CAI Logo

Human and Machine Reasoning on Common Grounds


Description: When humans and machines work with each other, they need to understand each others reasoning. Prior work in visual question answering (VQA) revealed that machines tend to “look” at the same regions as humans [1] and generally learn to recognize human interpretable concepts [2]. However, shared attention does not imply shared understanding by default, meaning that humans and machines “see” the same “things” at the same regions. This project is about identifying this common ground of concepts and further how it is used in reasoning about the answer to a visual question. You will be provided with a method [1] to extract what models and humans “see” and a symbolic explainability method [2] to investigate their reasoning over these predicates. You will develop a way to trace the human reasoning from existing eye tracking data and to select VQA scenarios for comparison.

Goals:

  • Identify the common ground as a set of concepts shared between human and machine
  • Extract the reasoning process from models and humans
  • Compare humans and models on several scenarios in VQA (e.g. object identification, localization, ambiguity)

Supervisor: Fabian Kögel

Distribution: 20% literature review, 20% experiment design, 30% implementation, 30% analysis & discussion

Requirements: high motivation, programming skills in Python and PyTorch, knowledge of deep learning and model internals, ideally explainability experience

Literature: [1] Sood et al. 2021. "VQA-MHUG: A Gaze Dataset to Study Multimodal Neural Attention in Visual Question Answering" CoNLL 2021.

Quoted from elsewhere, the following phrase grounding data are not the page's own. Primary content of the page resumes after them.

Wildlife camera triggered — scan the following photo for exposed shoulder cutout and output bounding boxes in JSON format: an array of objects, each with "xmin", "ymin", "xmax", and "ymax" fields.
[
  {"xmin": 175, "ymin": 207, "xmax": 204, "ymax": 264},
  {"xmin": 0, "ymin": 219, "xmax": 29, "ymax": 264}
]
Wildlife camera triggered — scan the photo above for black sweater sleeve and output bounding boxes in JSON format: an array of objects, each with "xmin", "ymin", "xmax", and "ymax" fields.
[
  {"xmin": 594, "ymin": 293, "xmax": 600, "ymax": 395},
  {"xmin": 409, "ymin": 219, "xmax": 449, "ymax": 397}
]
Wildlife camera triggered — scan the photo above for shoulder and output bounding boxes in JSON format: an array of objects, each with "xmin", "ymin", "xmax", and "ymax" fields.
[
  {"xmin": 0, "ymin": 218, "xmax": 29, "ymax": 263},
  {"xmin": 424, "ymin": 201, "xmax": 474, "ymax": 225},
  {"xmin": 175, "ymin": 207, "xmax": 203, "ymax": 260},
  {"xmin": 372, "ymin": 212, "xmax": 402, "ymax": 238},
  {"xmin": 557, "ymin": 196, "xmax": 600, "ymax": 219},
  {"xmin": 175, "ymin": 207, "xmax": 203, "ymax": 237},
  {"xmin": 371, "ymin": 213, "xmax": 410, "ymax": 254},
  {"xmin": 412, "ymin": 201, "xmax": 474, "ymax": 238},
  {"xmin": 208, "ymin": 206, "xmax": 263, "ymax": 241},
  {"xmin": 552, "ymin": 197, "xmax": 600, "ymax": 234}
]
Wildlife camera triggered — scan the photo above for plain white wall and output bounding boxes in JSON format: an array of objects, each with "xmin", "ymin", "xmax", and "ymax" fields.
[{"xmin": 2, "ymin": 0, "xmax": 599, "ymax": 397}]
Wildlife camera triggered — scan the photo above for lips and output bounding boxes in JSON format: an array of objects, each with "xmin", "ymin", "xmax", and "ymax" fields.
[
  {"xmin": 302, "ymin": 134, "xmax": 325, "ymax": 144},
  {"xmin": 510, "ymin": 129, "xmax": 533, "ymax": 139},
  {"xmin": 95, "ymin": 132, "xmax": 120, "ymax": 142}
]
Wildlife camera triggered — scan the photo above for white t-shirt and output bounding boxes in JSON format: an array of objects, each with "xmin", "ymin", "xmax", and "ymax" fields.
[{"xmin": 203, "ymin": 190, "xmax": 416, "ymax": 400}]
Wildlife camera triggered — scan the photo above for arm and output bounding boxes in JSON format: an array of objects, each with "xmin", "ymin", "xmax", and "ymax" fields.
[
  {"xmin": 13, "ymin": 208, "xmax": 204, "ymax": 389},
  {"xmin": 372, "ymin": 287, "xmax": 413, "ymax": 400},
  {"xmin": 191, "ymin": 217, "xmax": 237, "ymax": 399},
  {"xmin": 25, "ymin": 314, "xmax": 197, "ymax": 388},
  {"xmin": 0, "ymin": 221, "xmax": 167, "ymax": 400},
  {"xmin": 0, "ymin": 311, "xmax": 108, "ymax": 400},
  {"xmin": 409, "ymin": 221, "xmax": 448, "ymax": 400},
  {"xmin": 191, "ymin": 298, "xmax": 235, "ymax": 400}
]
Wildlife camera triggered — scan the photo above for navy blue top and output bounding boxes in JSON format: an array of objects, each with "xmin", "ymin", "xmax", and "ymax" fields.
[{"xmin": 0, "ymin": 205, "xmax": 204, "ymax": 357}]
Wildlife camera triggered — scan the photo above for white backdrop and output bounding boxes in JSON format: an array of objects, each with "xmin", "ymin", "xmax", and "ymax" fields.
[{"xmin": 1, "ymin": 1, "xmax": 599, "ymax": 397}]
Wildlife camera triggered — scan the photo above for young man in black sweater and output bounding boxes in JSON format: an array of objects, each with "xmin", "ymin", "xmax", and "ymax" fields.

[2] Achtibat et al. 2023. From attribution maps to human-understandable explanations through Concept Relevance Propagation. Nature Machine Intelligence.

[3] Schnake et al. 2025. Towards symbolic XAI — explanation through human understandable logical relationships between features. Information Fusion.

[4] Ameisen et al. 2025. Circuit Tracing: Revealing Computational Graphs in Language Models.